François Ozon : Vilipendé (rires) !

Non non, non non ! De moins en moins en tout cas. Aviez-vous une charge à réadapter cette œuvre ?

François Ozon : Ah oui ! Parce que, quand j'ai fait Gouttes d'eau sur pierres brûlantes, il y a 20 ans, personne ne connaissait la pièce. C'était une pièce inédite que Fassbinder avait écrite à 19 ans, et qui n’avait jamais été adaptée. Enfin, elle avait été adaptée un peu au théâtre, mais au cinéma, on ne l'avait jamais vue. Fassbinder ne l’avait pas fait. M'attaquer aux Larmes de Petra von Kant, qui est un film culte, faire un remake, c'était plus compliqué. J'ai fait Frantz qui, au départ, est un film de Ernst Lubitsch (et aussi un texte de Rostand). Mais ce n'était pas le chef-d'œuvre de Lubitsch. Ce n'était pas comme si je refaisais To be or not to be. Les larmes amères de Petra von Kant fait partie des films cultes pour les fans de Fassbinder, donc je m'attaquais quand même à un gros morceau. Et en même temps, depuis un moment, j'avais l'intuition que Fassbinder parlait de lui. En fait, cette histoire, c'est une forme d'autoportrait déguisé. J’en ai parlé avec Juliane Lorenz, qui est sa veuve, sa monteuse, qui a monté tous ses derniers films et je lui ai dit, “Est ce que Rainer ne parlerait pas de l'une de ses histoires d'amour ?” et elle me l'a confirmé : “Bah évidemment, il parle de son histoire d'amour avec Günther Kaufmann", son acteur qui joue dans Querelle. C’est un acteur noir qui joue dans plusieurs de ses films, dans sa troupe, et dont il était fou amoureux, pour qui il a eu une passion dévorante. Il lui offrait tout le temps des rôles pour l'avoir près de lui. Sauf que Günther Kaufmann était hétérosexuel, avait une femme, des enfants. Donc, c'était compliqué. Fassbinder a écrit cette pièce, qui est devenue un film, où il parle de façon déguisée de son histoire avec Günther Kaufmann. Quand elle m'a dit ça, ça m'a libéré. Je lui ai dit, “est-ce que tu crois que si je transforme…" Elle m’a dit “Mais vas-y, Fassbinder aurait adoré !" Donc ça m'a un peu soulagé. Et puis aussi, l'idée était de faire un peu comme un metteur en scène de théâtre qui prend un texte classique. Vous prenez un Tchekhov, un Marivaux, et puis vous en donnez une vision complètement différente. Si vous voyez un Tchekhov monté par Chéreau ou par un autre metteur en scène de théâtre, ça devient différent. Donc, je me suis approprié cette histoire, j’y ai injecté des choses personnelles.

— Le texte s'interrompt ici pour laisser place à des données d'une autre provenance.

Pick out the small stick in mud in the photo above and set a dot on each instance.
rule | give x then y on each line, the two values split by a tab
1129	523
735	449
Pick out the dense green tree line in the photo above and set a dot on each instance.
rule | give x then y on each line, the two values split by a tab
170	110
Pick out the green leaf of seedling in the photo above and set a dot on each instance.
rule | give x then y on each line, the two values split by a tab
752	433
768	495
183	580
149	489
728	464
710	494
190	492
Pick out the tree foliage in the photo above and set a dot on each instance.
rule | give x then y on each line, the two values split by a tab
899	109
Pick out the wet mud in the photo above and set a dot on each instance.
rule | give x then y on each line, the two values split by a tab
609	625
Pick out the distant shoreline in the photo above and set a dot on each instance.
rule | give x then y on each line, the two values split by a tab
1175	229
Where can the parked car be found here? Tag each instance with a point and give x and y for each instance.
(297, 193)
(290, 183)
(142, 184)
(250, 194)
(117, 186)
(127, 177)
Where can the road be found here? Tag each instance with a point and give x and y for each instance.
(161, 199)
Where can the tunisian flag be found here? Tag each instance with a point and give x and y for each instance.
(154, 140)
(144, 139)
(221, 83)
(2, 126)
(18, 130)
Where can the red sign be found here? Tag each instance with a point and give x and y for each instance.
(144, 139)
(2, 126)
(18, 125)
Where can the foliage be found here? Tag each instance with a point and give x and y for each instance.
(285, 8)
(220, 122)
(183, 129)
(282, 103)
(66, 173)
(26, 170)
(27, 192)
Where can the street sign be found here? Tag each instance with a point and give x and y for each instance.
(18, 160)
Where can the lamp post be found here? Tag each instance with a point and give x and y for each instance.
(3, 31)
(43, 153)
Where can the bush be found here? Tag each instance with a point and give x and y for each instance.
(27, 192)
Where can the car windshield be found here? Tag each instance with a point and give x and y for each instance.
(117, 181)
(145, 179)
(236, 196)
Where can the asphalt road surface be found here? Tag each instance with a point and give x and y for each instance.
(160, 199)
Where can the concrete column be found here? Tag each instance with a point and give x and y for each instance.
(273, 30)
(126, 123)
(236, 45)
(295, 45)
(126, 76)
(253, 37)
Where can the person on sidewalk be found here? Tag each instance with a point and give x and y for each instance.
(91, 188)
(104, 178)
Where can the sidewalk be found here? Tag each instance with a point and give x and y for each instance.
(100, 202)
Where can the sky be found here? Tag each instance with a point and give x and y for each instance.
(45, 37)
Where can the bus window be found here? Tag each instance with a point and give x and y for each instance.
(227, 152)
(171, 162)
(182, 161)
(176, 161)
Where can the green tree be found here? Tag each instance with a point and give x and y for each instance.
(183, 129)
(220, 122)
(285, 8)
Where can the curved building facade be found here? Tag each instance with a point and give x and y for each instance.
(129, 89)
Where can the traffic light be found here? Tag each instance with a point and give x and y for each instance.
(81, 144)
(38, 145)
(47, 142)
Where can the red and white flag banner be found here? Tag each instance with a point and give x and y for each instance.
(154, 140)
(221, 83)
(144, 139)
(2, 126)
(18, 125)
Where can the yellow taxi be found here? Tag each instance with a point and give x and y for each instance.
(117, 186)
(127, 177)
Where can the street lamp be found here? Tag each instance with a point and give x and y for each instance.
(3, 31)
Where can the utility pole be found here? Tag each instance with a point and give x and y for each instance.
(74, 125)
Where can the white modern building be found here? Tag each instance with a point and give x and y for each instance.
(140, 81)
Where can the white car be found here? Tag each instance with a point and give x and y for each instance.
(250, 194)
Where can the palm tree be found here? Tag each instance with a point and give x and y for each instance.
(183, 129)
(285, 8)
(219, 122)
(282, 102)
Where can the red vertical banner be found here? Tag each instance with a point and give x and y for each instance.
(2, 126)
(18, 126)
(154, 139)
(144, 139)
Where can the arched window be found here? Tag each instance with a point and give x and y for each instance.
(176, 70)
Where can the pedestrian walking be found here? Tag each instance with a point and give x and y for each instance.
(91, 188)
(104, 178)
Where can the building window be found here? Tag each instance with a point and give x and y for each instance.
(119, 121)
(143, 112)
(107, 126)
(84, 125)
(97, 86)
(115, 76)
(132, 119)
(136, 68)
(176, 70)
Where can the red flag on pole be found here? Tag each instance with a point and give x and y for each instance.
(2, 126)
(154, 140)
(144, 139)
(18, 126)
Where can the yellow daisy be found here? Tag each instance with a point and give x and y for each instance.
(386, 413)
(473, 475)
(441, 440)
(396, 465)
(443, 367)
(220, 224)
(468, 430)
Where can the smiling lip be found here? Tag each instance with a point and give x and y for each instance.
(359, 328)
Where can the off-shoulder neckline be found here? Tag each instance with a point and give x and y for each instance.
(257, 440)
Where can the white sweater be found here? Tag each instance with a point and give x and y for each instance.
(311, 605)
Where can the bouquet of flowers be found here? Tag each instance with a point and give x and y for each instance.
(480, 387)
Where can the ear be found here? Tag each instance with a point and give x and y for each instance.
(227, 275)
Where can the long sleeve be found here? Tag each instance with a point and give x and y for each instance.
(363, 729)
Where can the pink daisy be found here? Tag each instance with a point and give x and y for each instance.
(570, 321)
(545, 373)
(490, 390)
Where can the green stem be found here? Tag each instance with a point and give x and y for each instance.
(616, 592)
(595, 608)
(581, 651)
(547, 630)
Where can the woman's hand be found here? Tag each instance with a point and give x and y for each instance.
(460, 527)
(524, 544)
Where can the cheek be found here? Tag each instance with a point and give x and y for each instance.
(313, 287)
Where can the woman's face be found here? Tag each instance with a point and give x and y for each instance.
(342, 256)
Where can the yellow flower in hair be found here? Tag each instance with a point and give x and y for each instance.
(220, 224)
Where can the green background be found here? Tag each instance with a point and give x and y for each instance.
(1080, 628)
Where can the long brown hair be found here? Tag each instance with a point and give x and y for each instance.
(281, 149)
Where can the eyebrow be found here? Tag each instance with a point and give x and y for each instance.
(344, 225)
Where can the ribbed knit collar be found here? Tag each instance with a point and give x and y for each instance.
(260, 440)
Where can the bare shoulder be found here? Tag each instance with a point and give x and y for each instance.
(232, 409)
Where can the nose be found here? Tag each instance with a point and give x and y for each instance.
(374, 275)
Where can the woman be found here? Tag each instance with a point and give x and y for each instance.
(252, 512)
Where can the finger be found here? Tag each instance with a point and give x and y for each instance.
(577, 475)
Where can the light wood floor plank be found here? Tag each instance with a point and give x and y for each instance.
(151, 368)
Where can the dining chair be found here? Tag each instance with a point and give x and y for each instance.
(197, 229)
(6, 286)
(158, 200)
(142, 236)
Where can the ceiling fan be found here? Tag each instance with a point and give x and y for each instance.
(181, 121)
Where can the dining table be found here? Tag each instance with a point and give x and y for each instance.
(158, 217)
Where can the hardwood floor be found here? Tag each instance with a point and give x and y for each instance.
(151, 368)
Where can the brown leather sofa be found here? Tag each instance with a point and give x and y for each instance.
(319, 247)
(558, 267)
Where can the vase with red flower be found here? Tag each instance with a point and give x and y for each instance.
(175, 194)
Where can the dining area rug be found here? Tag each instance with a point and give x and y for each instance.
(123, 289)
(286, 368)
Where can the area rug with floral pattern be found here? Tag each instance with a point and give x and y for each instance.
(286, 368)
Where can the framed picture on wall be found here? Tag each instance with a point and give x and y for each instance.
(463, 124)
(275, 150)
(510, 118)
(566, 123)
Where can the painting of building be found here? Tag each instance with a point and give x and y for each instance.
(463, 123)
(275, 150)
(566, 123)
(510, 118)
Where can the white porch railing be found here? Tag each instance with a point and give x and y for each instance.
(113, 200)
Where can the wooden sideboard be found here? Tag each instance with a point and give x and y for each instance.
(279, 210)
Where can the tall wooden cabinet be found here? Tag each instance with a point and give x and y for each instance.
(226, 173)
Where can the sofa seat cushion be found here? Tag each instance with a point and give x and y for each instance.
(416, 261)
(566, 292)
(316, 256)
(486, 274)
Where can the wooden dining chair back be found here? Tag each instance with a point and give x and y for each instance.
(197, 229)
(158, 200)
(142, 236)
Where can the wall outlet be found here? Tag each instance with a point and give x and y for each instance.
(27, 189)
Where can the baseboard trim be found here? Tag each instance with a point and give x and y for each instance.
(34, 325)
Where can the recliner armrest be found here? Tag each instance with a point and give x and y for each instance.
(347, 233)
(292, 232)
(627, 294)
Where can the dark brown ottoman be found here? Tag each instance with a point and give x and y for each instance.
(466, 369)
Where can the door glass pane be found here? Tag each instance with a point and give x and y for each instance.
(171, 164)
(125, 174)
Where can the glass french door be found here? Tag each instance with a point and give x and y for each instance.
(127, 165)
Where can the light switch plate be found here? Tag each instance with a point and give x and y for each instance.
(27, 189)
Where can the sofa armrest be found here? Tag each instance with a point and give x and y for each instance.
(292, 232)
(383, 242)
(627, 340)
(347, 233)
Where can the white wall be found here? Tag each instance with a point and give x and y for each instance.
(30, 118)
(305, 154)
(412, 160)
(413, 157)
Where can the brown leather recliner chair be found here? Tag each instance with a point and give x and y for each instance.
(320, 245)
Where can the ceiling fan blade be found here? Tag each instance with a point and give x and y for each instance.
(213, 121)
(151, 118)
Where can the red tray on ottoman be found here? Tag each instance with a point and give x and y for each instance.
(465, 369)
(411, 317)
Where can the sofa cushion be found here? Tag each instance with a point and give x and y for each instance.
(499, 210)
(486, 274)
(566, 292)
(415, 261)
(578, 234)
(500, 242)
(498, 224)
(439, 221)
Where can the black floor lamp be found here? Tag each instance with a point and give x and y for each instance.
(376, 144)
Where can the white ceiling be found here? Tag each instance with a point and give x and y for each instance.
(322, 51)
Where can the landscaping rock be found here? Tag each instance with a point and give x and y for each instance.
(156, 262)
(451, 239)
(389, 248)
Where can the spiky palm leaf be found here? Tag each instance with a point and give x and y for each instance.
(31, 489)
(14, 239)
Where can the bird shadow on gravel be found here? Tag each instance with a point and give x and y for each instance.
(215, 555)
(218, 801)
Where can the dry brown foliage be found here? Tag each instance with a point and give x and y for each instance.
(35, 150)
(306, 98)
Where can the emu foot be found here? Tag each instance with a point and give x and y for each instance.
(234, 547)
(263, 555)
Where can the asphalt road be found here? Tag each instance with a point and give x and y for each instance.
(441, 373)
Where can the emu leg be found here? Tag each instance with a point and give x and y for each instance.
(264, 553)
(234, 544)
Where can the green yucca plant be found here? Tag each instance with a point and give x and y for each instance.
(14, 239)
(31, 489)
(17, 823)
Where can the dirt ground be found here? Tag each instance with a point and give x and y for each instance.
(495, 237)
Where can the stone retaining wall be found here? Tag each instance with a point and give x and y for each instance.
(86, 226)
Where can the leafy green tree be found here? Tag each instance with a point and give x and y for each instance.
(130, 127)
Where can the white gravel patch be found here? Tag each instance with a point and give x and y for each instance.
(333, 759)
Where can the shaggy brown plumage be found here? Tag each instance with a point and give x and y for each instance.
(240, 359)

Justement, vous en donnez votre propre vision. Le film de Fassbinder se déroule dans le monde de la mode. Vous vous faites un plaisir de transposer cette histoire dans celui du cinéma. Peter von Kant est un film sur l'amour qui vous dévore, et, en même temps, sur l'amour du cinéma. Le cinéma, ça dévore ? 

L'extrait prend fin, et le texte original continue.